Aku merasa lebih baik setelahnya.
"Dia tuh cewek yang berbahaya," kata Yuni pada akhir percakapan telepon.
"Kamu ke mana aja? Rumahku udah dibakar, lho."
"Please, elo hati-hati, ya. Waktu gue diculik ke PIK, gue dikerubungin sama bodyguard-nya yang macho-macho itu. Serem banget! Yang namanya Andre ganteng, sih. Tapi sayang kerja buat Nadia."

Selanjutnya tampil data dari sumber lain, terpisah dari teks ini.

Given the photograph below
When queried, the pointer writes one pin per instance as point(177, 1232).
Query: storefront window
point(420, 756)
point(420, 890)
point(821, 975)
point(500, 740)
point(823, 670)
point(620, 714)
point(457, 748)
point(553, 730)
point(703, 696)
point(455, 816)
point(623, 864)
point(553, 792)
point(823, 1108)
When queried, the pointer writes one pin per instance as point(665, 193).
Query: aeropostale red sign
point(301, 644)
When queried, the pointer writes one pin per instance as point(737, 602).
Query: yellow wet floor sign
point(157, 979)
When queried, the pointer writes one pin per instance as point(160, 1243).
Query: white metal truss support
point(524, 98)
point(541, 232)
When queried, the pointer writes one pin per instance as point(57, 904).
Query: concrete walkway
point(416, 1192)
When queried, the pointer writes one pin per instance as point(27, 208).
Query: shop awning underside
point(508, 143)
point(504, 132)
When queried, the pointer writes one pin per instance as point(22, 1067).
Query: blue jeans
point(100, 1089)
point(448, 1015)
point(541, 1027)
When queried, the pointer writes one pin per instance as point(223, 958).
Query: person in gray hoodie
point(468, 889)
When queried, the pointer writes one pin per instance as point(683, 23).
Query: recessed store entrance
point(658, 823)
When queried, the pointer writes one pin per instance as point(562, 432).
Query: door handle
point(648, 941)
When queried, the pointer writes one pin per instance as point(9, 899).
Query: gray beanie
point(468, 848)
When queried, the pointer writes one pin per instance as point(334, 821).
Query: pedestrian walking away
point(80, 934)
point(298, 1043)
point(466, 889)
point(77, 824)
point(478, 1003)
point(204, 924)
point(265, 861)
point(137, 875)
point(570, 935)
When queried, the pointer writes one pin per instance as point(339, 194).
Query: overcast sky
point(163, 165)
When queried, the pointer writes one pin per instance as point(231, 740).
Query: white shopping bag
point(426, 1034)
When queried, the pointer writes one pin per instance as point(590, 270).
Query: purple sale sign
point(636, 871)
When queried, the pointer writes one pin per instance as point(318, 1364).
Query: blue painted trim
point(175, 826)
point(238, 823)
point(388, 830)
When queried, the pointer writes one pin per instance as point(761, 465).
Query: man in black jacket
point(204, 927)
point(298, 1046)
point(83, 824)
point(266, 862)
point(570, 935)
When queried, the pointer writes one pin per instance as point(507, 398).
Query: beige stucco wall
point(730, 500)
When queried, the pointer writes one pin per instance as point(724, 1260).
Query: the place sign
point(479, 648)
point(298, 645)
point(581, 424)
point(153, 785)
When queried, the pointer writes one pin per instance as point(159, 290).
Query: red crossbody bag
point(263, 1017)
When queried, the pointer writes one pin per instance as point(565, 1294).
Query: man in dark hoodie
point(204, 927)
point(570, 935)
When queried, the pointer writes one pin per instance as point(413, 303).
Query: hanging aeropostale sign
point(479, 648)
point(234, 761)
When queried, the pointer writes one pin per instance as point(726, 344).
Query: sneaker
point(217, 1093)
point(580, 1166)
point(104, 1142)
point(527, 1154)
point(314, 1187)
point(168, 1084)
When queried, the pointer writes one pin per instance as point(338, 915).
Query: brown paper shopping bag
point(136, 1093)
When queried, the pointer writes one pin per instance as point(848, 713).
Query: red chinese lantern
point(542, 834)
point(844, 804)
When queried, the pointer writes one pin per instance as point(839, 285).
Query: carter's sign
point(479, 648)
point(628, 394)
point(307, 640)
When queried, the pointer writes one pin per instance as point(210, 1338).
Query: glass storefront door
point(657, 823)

"Kamu kenapa bisa tahu namanya Andre?"
"Elo kayak yang nggak tahu gue aja," desah Yuni. "Ya gue tukaran nomor telepon lah ama beberapa dari mereka. Si Jaka yang kepalanya botak itu baru cerai dari istrinya."
Telepon itu disusul oleh telepon dari Raven yang tiba-tiba mengajakku menginap di sebuah hotel malam ini. Sekalian saja kuceritakan kejadian yang kualami di PIK Avenue. Raven mengumpat karena merasa kecolongan. Dia juga agak ngambek karena aku berani-beraninya keluar di tengah situasi seperti ini. Aku meminta maaf berkali-kali dan cowok itu—anehnya—memaafkanku.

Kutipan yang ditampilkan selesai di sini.